I loved that this exhibition covers all the ills that are killing this island. Starting with the political corruption on the island, its weak electrical infrastructure, the US’s failure to provide its citizens immediate federal help, the devastation on its ecology and the abandonment of neighborhoods caused by the migration of Puerto Ricans to the US (and much more). It speaks to the complexities of how this island and its six million Puerto Ricans survive and thrive across both sides of the ocean. I welcome and appreciate the exhibition’s challenge to not remain powerless.

One other interesting feature of this exhibition is the island’s use of posters for protesting and galvanizing residents. The exhibition provides a wall of posters that in its simple messaging conveys the resistance and intolerance of a community no longer trusting its political leadership and demanding change.

What I did not Like

For the most part, I enjoyed the exhibition although to fully understand its impact, you have to take the time to read and listen to the videos.  Two of the videos were a bit slow or not as effective in their delivery. Two thumbs up for the video that makes the connection between the island’s naturally beautiful landscape and the governor’s marketing ads promoting corporations and crypto investors to invest in the island post-Maria.
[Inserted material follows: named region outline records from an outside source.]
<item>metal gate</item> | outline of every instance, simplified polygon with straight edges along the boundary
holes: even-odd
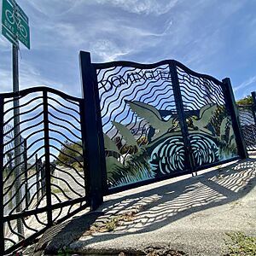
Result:
[[[83,99],[46,87],[0,94],[3,254],[89,206],[84,108]]]
[[[95,94],[103,193],[247,156],[229,79],[176,61],[90,63],[85,52],[80,60],[82,73],[90,71],[84,86]]]
[[[248,151],[256,151],[256,92],[252,92],[253,105],[237,106],[245,144]]]
[[[80,67],[81,99],[46,87],[0,94],[3,254],[104,195],[247,157],[229,79],[176,61],[91,63],[87,52]]]

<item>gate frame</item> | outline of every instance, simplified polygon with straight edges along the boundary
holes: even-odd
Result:
[[[252,97],[253,97],[253,115],[254,118],[254,124],[256,125],[256,91],[252,91]]]
[[[82,77],[82,90],[84,98],[84,106],[87,109],[87,118],[85,121],[85,126],[88,134],[86,134],[86,141],[85,143],[87,147],[89,147],[89,162],[88,162],[88,170],[90,173],[90,195],[91,196],[90,201],[92,202],[93,208],[96,209],[97,206],[103,201],[103,195],[114,194],[117,192],[127,190],[130,189],[134,189],[138,186],[143,186],[149,183],[153,183],[160,180],[165,180],[168,178],[172,178],[174,177],[184,175],[184,174],[191,174],[193,175],[193,172],[195,172],[197,174],[197,171],[201,171],[203,169],[207,169],[212,166],[215,166],[217,163],[212,163],[204,165],[201,166],[195,166],[193,163],[193,159],[191,154],[189,154],[189,159],[188,160],[188,163],[189,165],[189,170],[184,170],[184,172],[176,172],[174,174],[167,175],[161,177],[156,177],[154,179],[144,180],[137,182],[131,184],[126,184],[121,187],[108,189],[107,185],[107,168],[106,168],[106,160],[105,160],[105,150],[104,150],[104,141],[103,141],[103,132],[102,126],[102,118],[101,118],[101,110],[100,110],[100,98],[99,98],[99,91],[98,91],[98,84],[97,84],[97,77],[96,77],[96,67],[101,68],[107,68],[108,67],[112,67],[113,62],[106,62],[106,63],[92,63],[90,61],[90,53],[85,51],[80,51],[79,53],[80,59],[80,70],[81,70],[81,77]],[[161,64],[169,65],[171,79],[172,82],[172,89],[173,94],[175,94],[175,102],[177,106],[177,111],[180,113],[179,119],[182,125],[182,133],[183,135],[183,142],[185,144],[185,151],[189,153],[190,145],[189,140],[188,139],[188,127],[185,122],[185,117],[183,115],[183,102],[178,102],[178,99],[182,100],[179,81],[177,78],[177,66],[184,68],[186,72],[189,72],[192,75],[199,76],[201,78],[210,79],[213,80],[217,84],[222,87],[225,107],[227,111],[231,118],[232,125],[234,129],[236,143],[237,145],[238,155],[229,160],[224,160],[218,162],[218,165],[225,164],[233,160],[236,160],[239,159],[247,158],[247,152],[245,147],[244,141],[241,137],[241,129],[239,123],[238,119],[238,112],[236,106],[234,93],[232,90],[230,79],[229,78],[224,79],[222,81],[218,81],[215,78],[205,75],[201,73],[198,73],[194,72],[183,65],[182,63],[173,61],[167,60],[162,61],[157,63],[153,64],[140,64],[137,62],[131,61],[113,61],[119,64],[119,66],[127,66],[129,63],[132,64],[132,67],[142,67],[142,68],[153,68],[154,67],[160,66]],[[86,117],[85,113],[85,117]],[[95,118],[96,117],[96,118]],[[89,120],[89,121],[87,121]],[[88,123],[89,122],[89,123]],[[90,134],[89,134],[90,133]],[[98,149],[95,146],[98,145]],[[238,145],[241,145],[238,146]],[[91,152],[90,152],[91,151]],[[94,152],[94,154],[92,153]],[[95,166],[93,166],[92,160],[95,158],[95,155],[98,156],[100,162],[96,162]],[[102,178],[98,178],[102,177]]]

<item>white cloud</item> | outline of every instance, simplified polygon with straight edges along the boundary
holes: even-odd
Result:
[[[61,0],[61,2],[59,0],[44,0],[30,1],[30,4],[40,13],[54,18],[67,15],[82,2],[82,0]]]
[[[177,0],[96,0],[102,4],[111,4],[127,12],[144,15],[163,15],[177,3]]]
[[[1,92],[11,92],[13,90],[12,70],[3,68],[0,72],[0,81]],[[57,90],[64,87],[62,84],[44,78],[38,70],[24,61],[20,65],[19,82],[20,90],[37,86],[49,86]]]
[[[252,84],[256,83],[256,75],[253,77],[249,78],[248,79],[245,80],[244,82],[242,82],[241,84],[239,84],[238,86],[236,86],[234,88],[234,91],[236,91],[238,90],[241,89],[244,89],[249,85],[251,85]]]

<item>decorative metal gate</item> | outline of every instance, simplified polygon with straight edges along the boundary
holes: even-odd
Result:
[[[87,52],[80,67],[82,99],[46,87],[0,94],[3,254],[104,195],[247,157],[229,79],[176,61],[96,64]]]
[[[229,79],[218,81],[176,61],[90,63],[89,53],[80,57],[82,73],[92,73],[84,76],[84,86],[93,84],[103,132],[105,194],[247,156]]]
[[[248,151],[256,151],[256,92],[252,92],[253,105],[237,106],[245,144]]]
[[[0,94],[3,254],[89,206],[84,107],[83,99],[46,87]],[[24,143],[27,154],[22,157]]]

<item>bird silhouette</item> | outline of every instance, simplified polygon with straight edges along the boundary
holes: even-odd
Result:
[[[174,119],[170,118],[167,121],[164,120],[160,112],[154,106],[138,101],[125,101],[125,102],[137,116],[145,119],[154,128],[155,133],[152,139],[154,140],[173,130]]]
[[[217,104],[206,105],[201,108],[198,118],[191,117],[194,127],[197,127],[198,130],[209,133],[209,130],[205,127],[210,123],[211,119],[216,113],[217,108]]]

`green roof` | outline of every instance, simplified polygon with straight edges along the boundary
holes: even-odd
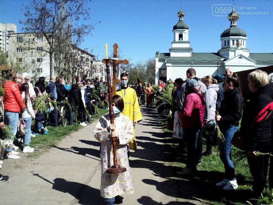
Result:
[[[232,26],[228,28],[224,31],[220,37],[221,38],[229,37],[231,36],[238,36],[247,37],[247,33],[243,29],[237,27],[237,26]]]
[[[157,51],[156,58],[159,61],[166,60],[167,63],[190,62],[194,63],[217,62],[219,58],[225,60],[228,58],[219,55],[218,53],[193,53],[191,57],[171,57],[170,53],[160,53]],[[273,64],[273,53],[250,53],[248,58],[257,63],[271,63]]]
[[[184,22],[184,21],[179,20],[177,23],[172,27],[174,30],[175,29],[188,29],[189,26]]]
[[[246,49],[244,48],[241,48],[240,49],[238,49],[237,48],[235,48],[234,47],[234,48],[231,48],[230,46],[228,47],[228,48],[225,48],[224,49],[220,49],[218,51],[218,52],[219,52],[220,51],[229,51],[230,50],[244,50],[246,51],[250,51],[250,50],[249,49]]]
[[[248,58],[258,63],[265,63],[273,64],[273,53],[250,53]]]
[[[217,62],[219,58],[223,58],[225,60],[228,59],[219,55],[218,53],[193,53],[191,57],[171,57],[170,55],[170,53],[160,53],[158,60],[166,60],[166,62],[168,63],[190,62],[192,61],[194,63],[198,63]]]

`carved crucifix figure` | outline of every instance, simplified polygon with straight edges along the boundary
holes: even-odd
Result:
[[[113,45],[114,48],[113,57],[116,58],[118,55],[118,45],[115,43]],[[104,63],[105,63],[105,61],[104,59],[102,62]],[[109,60],[109,62],[113,64],[113,70],[112,71],[112,95],[113,96],[116,95],[116,83],[118,83],[120,84],[120,80],[119,79],[116,77],[117,73],[117,65],[118,64],[122,63],[126,65],[129,63],[129,62],[127,59],[124,60],[115,60],[111,59]]]

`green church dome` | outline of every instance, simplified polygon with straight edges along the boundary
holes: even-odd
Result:
[[[233,26],[228,28],[224,31],[221,34],[220,37],[221,38],[224,38],[230,36],[246,37],[247,33],[243,29],[238,28],[237,26]]]
[[[189,26],[184,22],[182,20],[179,20],[172,28],[174,30],[175,29],[188,29]]]

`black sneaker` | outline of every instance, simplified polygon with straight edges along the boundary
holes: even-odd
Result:
[[[3,176],[0,174],[0,182],[4,182],[8,180],[8,176]]]

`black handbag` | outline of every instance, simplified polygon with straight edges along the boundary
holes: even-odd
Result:
[[[204,123],[202,134],[204,136],[208,136],[215,130],[215,123],[214,121],[211,120]]]

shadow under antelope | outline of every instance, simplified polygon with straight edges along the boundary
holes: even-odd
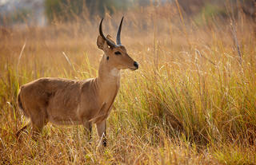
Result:
[[[31,124],[33,133],[40,133],[50,121],[55,124],[83,124],[91,139],[92,124],[106,146],[106,119],[120,86],[120,70],[136,70],[138,64],[122,45],[121,20],[114,43],[110,36],[104,36],[99,25],[98,47],[104,54],[98,67],[98,76],[85,81],[43,77],[21,87],[18,104],[30,124],[17,132],[17,136]]]

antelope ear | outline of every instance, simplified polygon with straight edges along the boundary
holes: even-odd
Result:
[[[111,37],[110,35],[108,34],[108,35],[106,36],[106,38],[109,39],[109,40],[110,40],[113,43],[115,44],[115,42],[114,41],[114,40],[113,40],[113,38],[112,38],[112,37]]]
[[[108,45],[106,44],[106,41],[103,39],[103,37],[100,35],[98,36],[97,38],[97,46],[98,49],[102,50],[105,50],[106,48],[108,48]]]

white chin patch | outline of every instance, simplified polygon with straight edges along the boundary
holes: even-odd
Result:
[[[118,70],[118,69],[113,69],[110,71],[110,74],[111,74],[113,77],[119,77],[119,76],[120,76],[120,70]]]

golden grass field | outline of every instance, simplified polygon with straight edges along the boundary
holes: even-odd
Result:
[[[101,18],[1,29],[0,164],[256,164],[255,22],[242,13],[195,22],[171,5],[122,14],[122,42],[140,65],[122,72],[105,149],[95,128],[91,145],[82,126],[15,136],[27,122],[22,84],[97,76]],[[105,34],[115,38],[122,16],[106,14]]]

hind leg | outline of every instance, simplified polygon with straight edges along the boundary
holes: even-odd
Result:
[[[47,124],[47,119],[45,113],[38,113],[34,114],[30,120],[32,125],[32,136],[34,138],[42,132],[43,127]]]
[[[83,122],[84,130],[85,130],[85,136],[86,138],[88,139],[89,143],[91,143],[91,132],[92,132],[92,125],[91,123],[89,121]]]
[[[103,121],[96,124],[96,125],[97,125],[98,135],[101,139],[101,142],[104,147],[106,147],[106,120],[104,120]]]

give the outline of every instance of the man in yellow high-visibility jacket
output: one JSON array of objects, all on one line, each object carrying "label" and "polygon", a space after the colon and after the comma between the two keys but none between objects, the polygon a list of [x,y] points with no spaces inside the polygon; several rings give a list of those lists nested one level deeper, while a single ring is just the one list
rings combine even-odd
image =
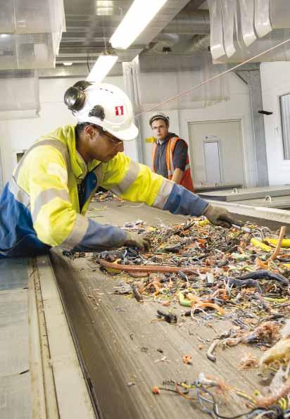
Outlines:
[{"label": "man in yellow high-visibility jacket", "polygon": [[0,196],[0,257],[29,256],[51,247],[80,251],[124,245],[148,248],[137,234],[84,217],[99,187],[124,199],[175,214],[204,214],[213,223],[237,223],[220,207],[152,173],[123,153],[136,138],[131,102],[119,88],[79,82],[65,103],[77,118],[41,137],[25,153]]}]

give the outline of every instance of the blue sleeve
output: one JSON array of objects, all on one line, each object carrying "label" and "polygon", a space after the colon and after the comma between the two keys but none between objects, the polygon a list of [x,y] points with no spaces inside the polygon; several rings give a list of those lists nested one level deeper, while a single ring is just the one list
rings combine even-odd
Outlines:
[{"label": "blue sleeve", "polygon": [[72,251],[99,251],[124,244],[126,233],[118,227],[102,225],[89,219],[89,226],[82,241]]},{"label": "blue sleeve", "polygon": [[175,184],[163,208],[172,214],[201,215],[208,202],[180,185]]},{"label": "blue sleeve", "polygon": [[187,165],[188,146],[184,139],[179,138],[176,143],[173,151],[173,168],[174,169],[180,169],[183,172]]}]

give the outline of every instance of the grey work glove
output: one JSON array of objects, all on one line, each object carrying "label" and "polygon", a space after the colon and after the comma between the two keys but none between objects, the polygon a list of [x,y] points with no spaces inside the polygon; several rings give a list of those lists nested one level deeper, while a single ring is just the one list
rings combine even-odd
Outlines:
[{"label": "grey work glove", "polygon": [[229,228],[232,224],[240,227],[244,225],[244,223],[234,218],[227,210],[212,204],[208,205],[203,212],[203,215],[205,215],[212,224],[220,227]]},{"label": "grey work glove", "polygon": [[137,233],[126,232],[126,239],[124,243],[128,247],[138,247],[141,251],[149,250],[150,240],[140,236]]}]

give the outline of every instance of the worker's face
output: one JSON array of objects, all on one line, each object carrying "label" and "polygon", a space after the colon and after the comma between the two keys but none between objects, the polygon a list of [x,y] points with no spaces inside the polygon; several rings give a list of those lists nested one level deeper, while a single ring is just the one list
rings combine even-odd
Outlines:
[{"label": "worker's face", "polygon": [[124,151],[123,142],[107,131],[90,127],[89,130],[89,154],[92,159],[106,163],[120,151]]},{"label": "worker's face", "polygon": [[163,119],[156,119],[151,125],[154,137],[160,141],[163,141],[168,134],[168,125]]}]

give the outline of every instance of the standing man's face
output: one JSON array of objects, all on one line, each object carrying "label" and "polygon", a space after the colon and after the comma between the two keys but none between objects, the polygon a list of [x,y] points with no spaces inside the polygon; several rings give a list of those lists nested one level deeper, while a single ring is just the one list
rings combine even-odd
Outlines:
[{"label": "standing man's face", "polygon": [[168,134],[168,125],[163,119],[156,119],[151,125],[154,137],[160,141],[163,141]]}]

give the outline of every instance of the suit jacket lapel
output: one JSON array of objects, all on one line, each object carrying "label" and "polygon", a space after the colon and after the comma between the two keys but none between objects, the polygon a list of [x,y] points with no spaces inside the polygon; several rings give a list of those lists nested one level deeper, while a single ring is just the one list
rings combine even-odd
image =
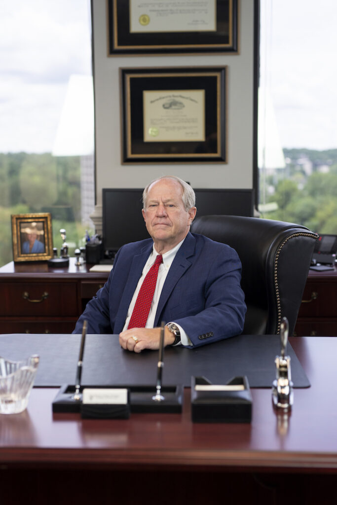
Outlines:
[{"label": "suit jacket lapel", "polygon": [[[123,326],[125,322],[127,311],[133,295],[137,284],[141,275],[144,265],[147,262],[153,246],[151,242],[149,245],[145,246],[140,253],[135,255],[132,259],[129,275],[125,282],[125,288],[123,291],[121,302],[118,312],[118,321],[123,321]],[[116,322],[117,322],[116,319]],[[121,330],[120,330],[122,331]]]},{"label": "suit jacket lapel", "polygon": [[175,285],[192,264],[193,259],[191,257],[195,254],[195,246],[196,239],[191,233],[188,233],[176,255],[163,286],[156,314],[155,327],[160,324],[159,316]]}]

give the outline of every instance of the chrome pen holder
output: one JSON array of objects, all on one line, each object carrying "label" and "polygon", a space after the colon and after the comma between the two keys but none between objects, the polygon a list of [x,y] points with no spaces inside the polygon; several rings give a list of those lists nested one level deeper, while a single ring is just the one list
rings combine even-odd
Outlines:
[{"label": "chrome pen holder", "polygon": [[276,379],[273,381],[272,397],[277,409],[291,408],[294,402],[294,384],[292,381],[290,357],[285,356],[289,325],[286,318],[281,323],[281,356],[275,358]]}]

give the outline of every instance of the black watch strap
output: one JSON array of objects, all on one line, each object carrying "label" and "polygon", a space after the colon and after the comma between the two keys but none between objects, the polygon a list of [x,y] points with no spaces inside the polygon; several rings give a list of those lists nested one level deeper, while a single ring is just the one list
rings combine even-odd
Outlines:
[{"label": "black watch strap", "polygon": [[180,330],[174,323],[168,323],[166,326],[174,336],[174,341],[171,345],[176,345],[181,341]]}]

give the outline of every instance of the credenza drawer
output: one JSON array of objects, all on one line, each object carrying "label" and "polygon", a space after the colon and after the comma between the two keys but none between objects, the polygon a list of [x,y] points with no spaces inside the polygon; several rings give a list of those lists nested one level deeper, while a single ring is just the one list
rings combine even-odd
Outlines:
[{"label": "credenza drawer", "polygon": [[78,315],[74,283],[3,282],[0,300],[0,316]]},{"label": "credenza drawer", "polygon": [[0,333],[71,333],[75,328],[76,318],[64,318],[62,320],[32,321],[22,318],[2,321]]},{"label": "credenza drawer", "polygon": [[337,320],[298,319],[294,334],[297,337],[337,336]]},{"label": "credenza drawer", "polygon": [[90,299],[104,285],[104,282],[97,281],[82,281],[81,282],[81,298]]},{"label": "credenza drawer", "polygon": [[298,317],[337,317],[337,283],[310,280],[302,296]]}]

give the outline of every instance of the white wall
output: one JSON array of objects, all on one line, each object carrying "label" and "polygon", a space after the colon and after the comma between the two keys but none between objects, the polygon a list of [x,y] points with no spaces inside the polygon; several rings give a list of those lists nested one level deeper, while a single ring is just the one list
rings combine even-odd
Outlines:
[{"label": "white wall", "polygon": [[[239,54],[228,56],[108,57],[106,0],[94,0],[93,4],[97,217],[102,188],[142,187],[166,174],[188,180],[195,188],[252,188],[253,0],[239,2]],[[122,165],[119,68],[210,65],[228,66],[228,163]]]}]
By offering both tax incentives and fewer government restrictions, this will only exacerbate Puerto Rico’s growing gentrification among communities near the coast. The video on what it’s like to live without electricity for weeks and months lost me a bit as I believe this could have been more powerful in its delivery. Clearly, the intent of this entire exhibition was to educate and inform, and less about its visual effects.

My photos are of some of the exhibits although there are a number of installations, audio and videos that are not noted. Remember to click the center of the photo to see a full view.

If you are Puerto Rican, Latinx or not, I encourage you to visit the exhibition to fully understand how this island, even under the forces of US colonialism, continues to fight and resist— Adelante.